Leukotriene is a compound produced by metabolism of arachidonic acid in mammals. Arachidonic acid is metabolized in mammals by two different pathways, one leading to the production of prostaglandins and thromboxanes, the other leading to an oxidation product known as leukotriene. There are several different leukotrienes, including leukotriene A ₄ , leukotriene B ₄ (hereinafter referred to as “LTB ₄ ”), leukotriene C ₄ and leukotriene D ₄ . LTB ₄ is a mediator of inflammation and is thought to play an important role in diseases such as arthritis, psoriasis, myocardial infarction and irritable bowel disease.

In contrast to other leukotrienes, which mainly cause bronchoconstriction and some proinflammatory effects, LTB ₄ acts primarily as a leukocyte chemotactic and activator (Jennewein, HM et al.
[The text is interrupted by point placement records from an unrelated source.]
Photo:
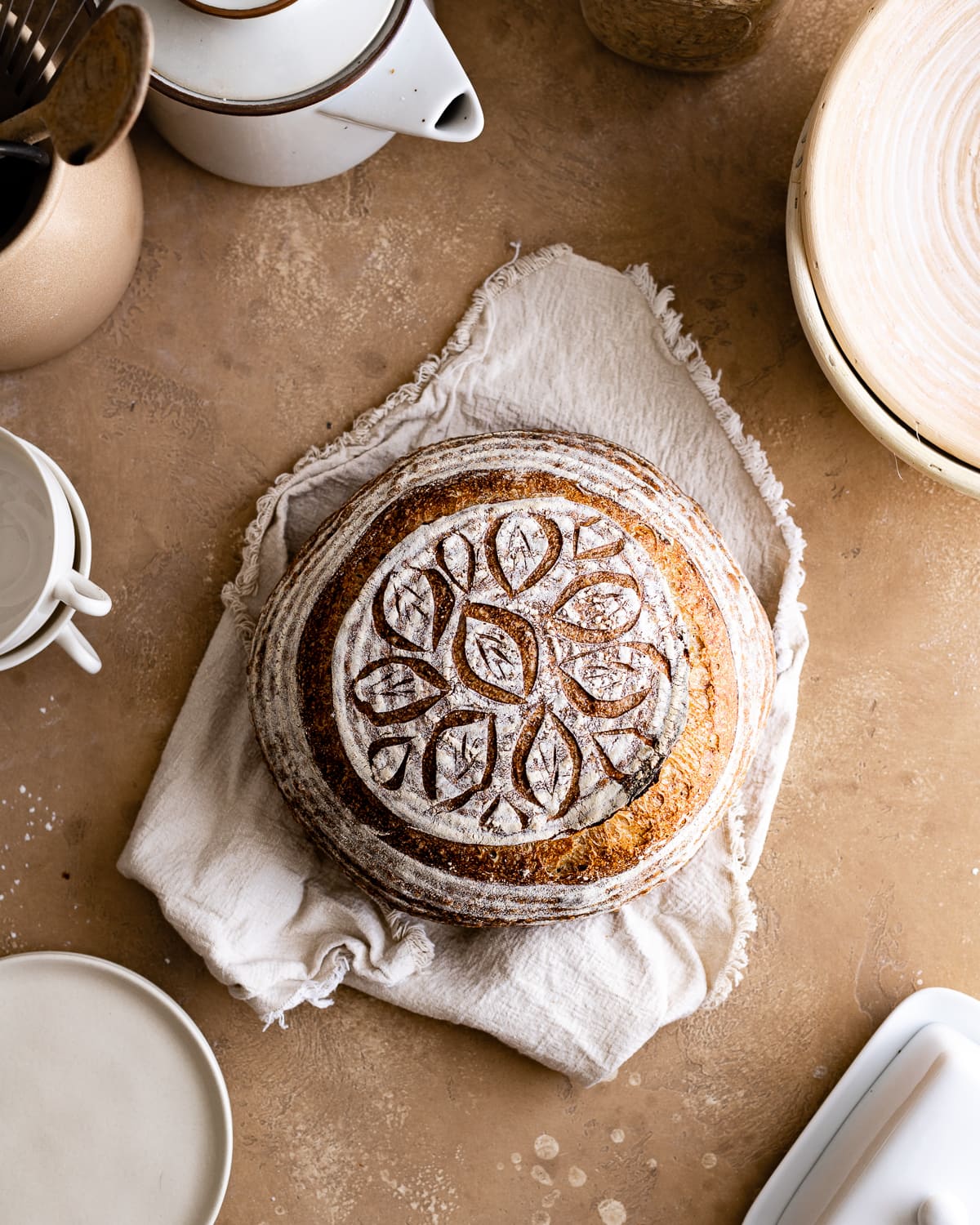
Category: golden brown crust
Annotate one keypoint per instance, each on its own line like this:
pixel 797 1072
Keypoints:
pixel 639 843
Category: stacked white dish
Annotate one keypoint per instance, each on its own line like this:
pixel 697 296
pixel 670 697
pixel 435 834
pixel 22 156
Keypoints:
pixel 884 232
pixel 46 554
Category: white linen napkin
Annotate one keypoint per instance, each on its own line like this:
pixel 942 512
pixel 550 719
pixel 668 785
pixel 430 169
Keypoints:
pixel 550 341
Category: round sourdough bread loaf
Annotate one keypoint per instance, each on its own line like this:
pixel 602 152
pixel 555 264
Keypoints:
pixel 514 679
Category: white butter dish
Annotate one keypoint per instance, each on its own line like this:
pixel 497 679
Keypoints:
pixel 894 1143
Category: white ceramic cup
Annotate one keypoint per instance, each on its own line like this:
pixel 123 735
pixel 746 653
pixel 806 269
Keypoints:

Prog Respir Res. Basel. Karger, Vol. 31, pp. 121-125 (2001)).

LTB ₄ receptor various cells, mainly neutrophils, further macrophages, lymphocytes, present in eosinophils and lung epithelial cells. In polymorphonuclear leukocytes (PMNL), LTB ₄ is chemotactic, chemokinesis, causing upregulation or shedding of adhesion molecules as a prerequisite of the oxidative burst and adhesion. It also inhibits neutrophil apoptosis and prolongs the inflammatory response.
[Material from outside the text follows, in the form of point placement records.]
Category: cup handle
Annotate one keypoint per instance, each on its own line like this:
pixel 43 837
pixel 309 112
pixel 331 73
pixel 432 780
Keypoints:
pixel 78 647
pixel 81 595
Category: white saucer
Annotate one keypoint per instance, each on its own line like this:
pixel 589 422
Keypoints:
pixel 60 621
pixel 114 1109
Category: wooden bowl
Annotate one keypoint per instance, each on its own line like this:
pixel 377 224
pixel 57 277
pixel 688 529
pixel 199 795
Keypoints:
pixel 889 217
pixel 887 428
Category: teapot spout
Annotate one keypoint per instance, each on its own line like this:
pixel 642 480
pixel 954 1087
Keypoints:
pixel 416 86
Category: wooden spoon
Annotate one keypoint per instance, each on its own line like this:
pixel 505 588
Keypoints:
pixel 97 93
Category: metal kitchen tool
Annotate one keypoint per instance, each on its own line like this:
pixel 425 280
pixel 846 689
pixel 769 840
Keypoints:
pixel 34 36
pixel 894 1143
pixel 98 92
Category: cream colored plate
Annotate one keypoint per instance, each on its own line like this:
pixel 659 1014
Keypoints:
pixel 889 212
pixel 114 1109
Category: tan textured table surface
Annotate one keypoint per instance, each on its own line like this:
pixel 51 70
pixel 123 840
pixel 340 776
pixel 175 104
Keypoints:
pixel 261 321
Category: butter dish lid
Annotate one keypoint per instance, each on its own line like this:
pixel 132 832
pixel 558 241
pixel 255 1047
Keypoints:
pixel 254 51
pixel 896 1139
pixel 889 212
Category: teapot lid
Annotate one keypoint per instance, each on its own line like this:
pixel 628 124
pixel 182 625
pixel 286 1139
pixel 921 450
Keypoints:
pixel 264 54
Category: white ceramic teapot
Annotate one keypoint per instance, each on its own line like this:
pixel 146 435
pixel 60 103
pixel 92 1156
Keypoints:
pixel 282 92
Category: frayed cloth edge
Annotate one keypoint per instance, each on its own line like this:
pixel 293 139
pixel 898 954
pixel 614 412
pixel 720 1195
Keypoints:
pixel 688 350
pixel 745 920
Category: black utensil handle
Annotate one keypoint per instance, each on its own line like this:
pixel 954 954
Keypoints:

LTB ₄ plays an important role in the pathophysiology of rheumatoid arthritis (hereinafter “RA”) (Alten R. et al., Ann Rheum Dis., 63 (2): 170-6 (February 2004)). RA is an autoimmune disease characterized by joint inflammation, joint destruction, progressive disability and premature death. Treatment of RA patients by administering disease modifying anti-rheumatic drugs alone or in combination with other drugs is useful to minimize the serious consequences of RA. Treatment with disease-modifying anti-rheumatic drugs inhibits or prevents further progression of the disease (Hochberg, MC, Scand J Rheumatol Suppl., 112: 3-7 (1999)).
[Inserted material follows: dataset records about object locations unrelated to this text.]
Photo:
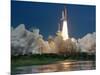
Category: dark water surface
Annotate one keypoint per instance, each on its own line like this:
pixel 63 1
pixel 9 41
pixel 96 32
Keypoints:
pixel 57 67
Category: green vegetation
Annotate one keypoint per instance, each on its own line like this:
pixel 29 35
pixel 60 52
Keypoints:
pixel 37 59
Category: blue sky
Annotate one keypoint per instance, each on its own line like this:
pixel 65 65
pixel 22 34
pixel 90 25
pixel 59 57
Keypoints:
pixel 46 16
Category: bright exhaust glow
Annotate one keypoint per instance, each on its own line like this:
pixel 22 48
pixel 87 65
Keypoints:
pixel 65 30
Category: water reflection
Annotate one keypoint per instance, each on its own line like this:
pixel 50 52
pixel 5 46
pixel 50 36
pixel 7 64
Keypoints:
pixel 59 66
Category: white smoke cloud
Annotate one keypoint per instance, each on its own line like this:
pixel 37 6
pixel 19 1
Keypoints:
pixel 88 43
US Pat. No. 5,384,318 discloses several substituted sulfonamides that are LTB ₄ antagonists.
US Pat. No. 5,246,965 discloses several aryl ethers that are LTB ₄ receptor antagonists.
US Pat. No. 6,342,510 discloses a combination of a COX-2 inhibitor and an LTB ₄ receptor antagonist for treating inflammation and inflammation related diseases.
PCT patent application WO 2004/047824 discloses certain pharmaceutical compositions containing an LTB ₄ receptor antagonist having hydroxy and benzamidine groups; certain COX-2 inhibitors; and pharmaceutically acceptable excipients. Yes.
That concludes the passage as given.